Ramanan brought to my attention an assertion (by VJK) that the Secretary of the Treasury’s open-ended power to mint platinum jumbo coins doesn’t mean they can deposited with the Federal Reserve, which typically buys coins from the Mint at face value. While looking up the FDIC regulations to prove otherwise, I came across an interesting (if, not surprisingly, inaccurate) comment by Peter Schiff a few days ago:
When the banks fail as a result of higher interest rates, the FDIC will also go bankrupt. Without access to credit, the US Treasury will not be able to bail out the insurance fund – which only contains $9.2 billion as of this writing. So, not only will shareholders and bondholders lose their money next time, but so too will depositors!
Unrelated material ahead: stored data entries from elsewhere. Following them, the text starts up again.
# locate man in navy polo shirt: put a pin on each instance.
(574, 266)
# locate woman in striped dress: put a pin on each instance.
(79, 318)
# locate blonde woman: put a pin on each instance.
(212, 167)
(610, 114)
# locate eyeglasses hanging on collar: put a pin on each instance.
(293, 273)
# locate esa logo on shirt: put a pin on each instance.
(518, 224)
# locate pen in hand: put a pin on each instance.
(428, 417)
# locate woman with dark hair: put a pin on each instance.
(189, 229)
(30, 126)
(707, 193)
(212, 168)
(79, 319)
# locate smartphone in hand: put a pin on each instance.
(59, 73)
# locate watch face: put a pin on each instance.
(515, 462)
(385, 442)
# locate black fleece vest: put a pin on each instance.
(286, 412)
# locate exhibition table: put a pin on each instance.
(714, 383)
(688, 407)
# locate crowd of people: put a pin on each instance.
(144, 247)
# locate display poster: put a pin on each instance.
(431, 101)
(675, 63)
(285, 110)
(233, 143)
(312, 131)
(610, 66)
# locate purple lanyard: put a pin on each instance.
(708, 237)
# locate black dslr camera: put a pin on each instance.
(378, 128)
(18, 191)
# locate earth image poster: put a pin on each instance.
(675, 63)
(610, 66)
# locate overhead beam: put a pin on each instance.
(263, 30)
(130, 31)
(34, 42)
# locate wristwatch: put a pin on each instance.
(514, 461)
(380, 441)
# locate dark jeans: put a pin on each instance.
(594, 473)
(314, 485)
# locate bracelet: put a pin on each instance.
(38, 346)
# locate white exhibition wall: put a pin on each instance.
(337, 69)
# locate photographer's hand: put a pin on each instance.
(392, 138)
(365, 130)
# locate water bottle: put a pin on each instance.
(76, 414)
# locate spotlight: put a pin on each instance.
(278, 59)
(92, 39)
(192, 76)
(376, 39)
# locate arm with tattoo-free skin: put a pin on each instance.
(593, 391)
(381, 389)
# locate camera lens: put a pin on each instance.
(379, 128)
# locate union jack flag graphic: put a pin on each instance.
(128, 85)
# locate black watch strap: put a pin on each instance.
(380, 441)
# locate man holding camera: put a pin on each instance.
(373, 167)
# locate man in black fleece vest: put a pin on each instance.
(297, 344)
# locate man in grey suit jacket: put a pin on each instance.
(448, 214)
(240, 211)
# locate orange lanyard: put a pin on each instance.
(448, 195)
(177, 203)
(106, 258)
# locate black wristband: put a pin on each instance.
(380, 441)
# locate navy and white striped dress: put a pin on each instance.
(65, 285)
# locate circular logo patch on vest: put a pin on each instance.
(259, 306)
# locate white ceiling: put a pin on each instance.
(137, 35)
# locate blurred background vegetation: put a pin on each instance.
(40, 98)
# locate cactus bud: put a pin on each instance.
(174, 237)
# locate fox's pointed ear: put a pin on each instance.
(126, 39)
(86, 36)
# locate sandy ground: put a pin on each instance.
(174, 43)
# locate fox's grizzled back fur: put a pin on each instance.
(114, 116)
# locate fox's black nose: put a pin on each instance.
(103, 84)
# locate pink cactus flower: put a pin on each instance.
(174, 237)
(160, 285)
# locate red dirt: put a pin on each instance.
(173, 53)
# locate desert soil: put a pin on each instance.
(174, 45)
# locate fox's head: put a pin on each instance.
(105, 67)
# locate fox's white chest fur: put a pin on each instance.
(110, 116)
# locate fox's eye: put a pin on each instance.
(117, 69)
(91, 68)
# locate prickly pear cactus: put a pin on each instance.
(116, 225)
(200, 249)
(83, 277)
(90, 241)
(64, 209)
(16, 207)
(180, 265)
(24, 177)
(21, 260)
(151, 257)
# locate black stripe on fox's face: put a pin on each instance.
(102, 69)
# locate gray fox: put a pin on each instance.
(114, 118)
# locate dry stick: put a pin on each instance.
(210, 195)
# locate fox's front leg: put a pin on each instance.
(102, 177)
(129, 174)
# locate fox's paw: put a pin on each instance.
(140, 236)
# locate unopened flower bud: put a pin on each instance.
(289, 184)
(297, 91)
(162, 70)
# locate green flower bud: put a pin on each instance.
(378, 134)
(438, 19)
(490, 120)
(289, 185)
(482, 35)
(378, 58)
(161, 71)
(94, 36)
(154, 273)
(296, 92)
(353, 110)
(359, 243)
Scary stuff, but this actually ties into VJK equally… interesting point (To be fair VJK wrote at the above link last year, he may hold a different view today).

VJK argued that because platinum coins are defined as numismatic coins and not circulating coins (such as nickels, dimes, etc.) that means they can only be purchased by collectors (at metal price plus markup) and not the Fed (at face value). This isn’t quite accurate. Remembering that all US Coins are legal tender, he’s thinking about our current stock of numismatic coins where face value is invariably a fraction of metal cost ($50 gold coins, say, or $100 platinum coins). However, if the Min issues a numismatic coin whose face value exceeds metal cost ($1 trillion or any other sum the Secretary wishes) then its a numismatic coin that can circulate– it can be deposited, and thus bought, by the Fed at face value. To cite Regulation D:
(k)(1) Vault cash means United States currency and coin owned and booked as an asset by a depository institution that may, at any time, be used to satisfy claims of that depository institution’s depositors…
(k(4) Silver and gold coin and other currency and coin whose numismatic or bullion value is substantially in excess of face value is not vault cash for purposes of this part.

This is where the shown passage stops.